Другая же часть нашей интеллигенции не только не признавала в массах народа никаких возвышенных чувств, но сомневалась даже в способности мужичьего рода что-либо чувствовать, как и вообще большинства человеческого рода. Чувствовать, страдать, питать разные высокие помыслы казалось уделом только весьма немногих избранных натур, возвышающихся над миром. Одни эти избранные натуры создавали прогресс, и для них он только и существовал. Все же прочее человечество считалось подлою чернью, жалкою посредственностью, мелкими насекомыми, удел которых вечно копаться в грязи.

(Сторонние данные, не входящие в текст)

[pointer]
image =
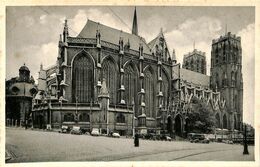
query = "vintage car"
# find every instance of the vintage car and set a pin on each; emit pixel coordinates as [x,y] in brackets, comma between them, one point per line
[116,135]
[95,132]
[76,130]
[64,129]
[197,138]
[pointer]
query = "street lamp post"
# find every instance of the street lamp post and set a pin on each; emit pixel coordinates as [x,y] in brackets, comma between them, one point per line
[76,113]
[133,120]
[245,142]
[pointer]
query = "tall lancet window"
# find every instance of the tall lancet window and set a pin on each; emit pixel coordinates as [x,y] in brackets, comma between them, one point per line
[130,78]
[82,79]
[165,88]
[149,93]
[110,74]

Всей этой мрази, конечно, не суждено никогда понять, какие чувства волнуют каждую избранную натуру. Напротив того, из мелких расчетов, зависти и стыда перед своим ничтожеством мразь готова ежечасно подвергать избранную натуру всевозможным неприятностям. Зато и избранной натуре дозволялось, если она чувствовала свою силу, делать что угодно с мелкими насекомыми в порывах своих превыспренних полетов и в разгуле титанических страстей не считать стоющею гроша жизнь клопов и давить при случае их хоть тысячами.

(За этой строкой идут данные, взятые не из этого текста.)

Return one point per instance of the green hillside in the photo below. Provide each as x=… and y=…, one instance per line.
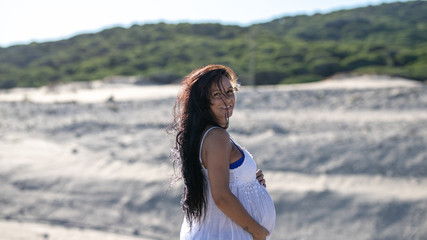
x=384, y=39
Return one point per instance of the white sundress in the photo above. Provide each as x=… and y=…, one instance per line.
x=252, y=195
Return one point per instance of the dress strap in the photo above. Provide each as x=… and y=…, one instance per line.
x=201, y=142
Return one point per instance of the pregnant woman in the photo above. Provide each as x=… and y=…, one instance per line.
x=224, y=195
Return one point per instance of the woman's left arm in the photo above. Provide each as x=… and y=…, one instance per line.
x=260, y=178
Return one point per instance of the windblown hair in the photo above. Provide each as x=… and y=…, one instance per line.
x=192, y=114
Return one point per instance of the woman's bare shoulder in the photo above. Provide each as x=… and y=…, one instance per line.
x=217, y=136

Увы, эти заплесневелые теорийки оказались весьма живучими, и мы продолжали ими продовольствоваться и в семидесятые, и в восьмидесятые годы.

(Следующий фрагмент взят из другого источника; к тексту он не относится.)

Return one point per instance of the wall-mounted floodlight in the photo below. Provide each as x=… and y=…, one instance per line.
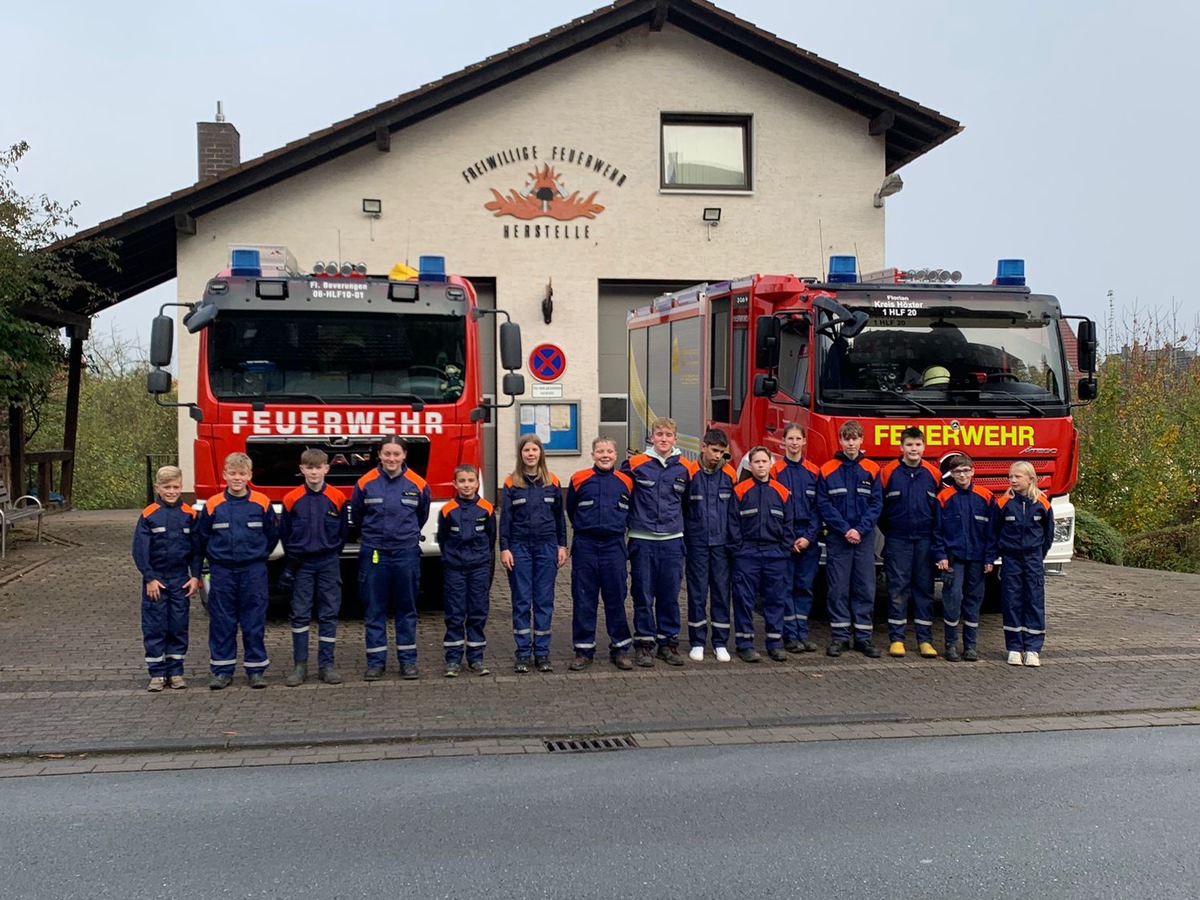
x=712, y=217
x=892, y=184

Мы никак не хотели, да и едва ли были способны поверить в то, что каждая единица этой мрази, каждое из этих мелких насекомых способно на какие-то чувства. Даже право спиться мы предоставляли только единицам исключительным из этой ничтожной мрази. Как, к примеру, изображалась у нас в мужицкой литературе такая сильная натура, топящая в водке свое горе? Такой герой спервоначалу не брал в рот и капельки. Но вот он разочаровался в своих соседях, родных, в самом себе. Под гнетом отчаяния и мрачной злобы в один прекрасный или чаще всего ненастный вечер он приходил в кабак и сидел там не проронив ни звука, будто взяв обет молчания, в печальном раздумье, положив голову на руки, к великому изумлению целовальника и посетителей. Потом требовал неожиданно целый штоф водки, залпом выпивал его – и в одно мгновение из трезвого человека превращался в горького пьяницу. После этого он уже почти не выходил из кабака, и через несколько времени автор рассказа встречал его в одном из заведений обрюзгшего, грязного, оборванного, пьющего без конца, и с истерическими рыданиями, жалобами на весь мир он рассказывал автору историю своей неудавшейся, заеденной средою жизни.

Глеб тоже не избежал этих расхожих взглядов, но сумел преодолеть их и прикоснуться к философии народной жизни.

С Глебом мы были почти ровесниками, я немногим младше него. Но судьбы у нас оказались разными. Он умер в лучах народной славы, я догораю в молчаливом уединении. Ему удалось занять свое место на небосклоне российской словесности, как любили говаривать в старину. Я же как был с младых ногтей, так и остался чернорабочим журналистики, умственным пролетарием, щелкопером, бумагомаракой (как там еще ругался гоголевский городничий?), журналистской дворняжкой. Ну, может быть, с не до конца испорченным нюхом, но неспособным к систематическому устойчивому труду. Поэтому то, что я написал, это, конечно, никакой не роман, а просто насмешка над генеральским жанром литературы.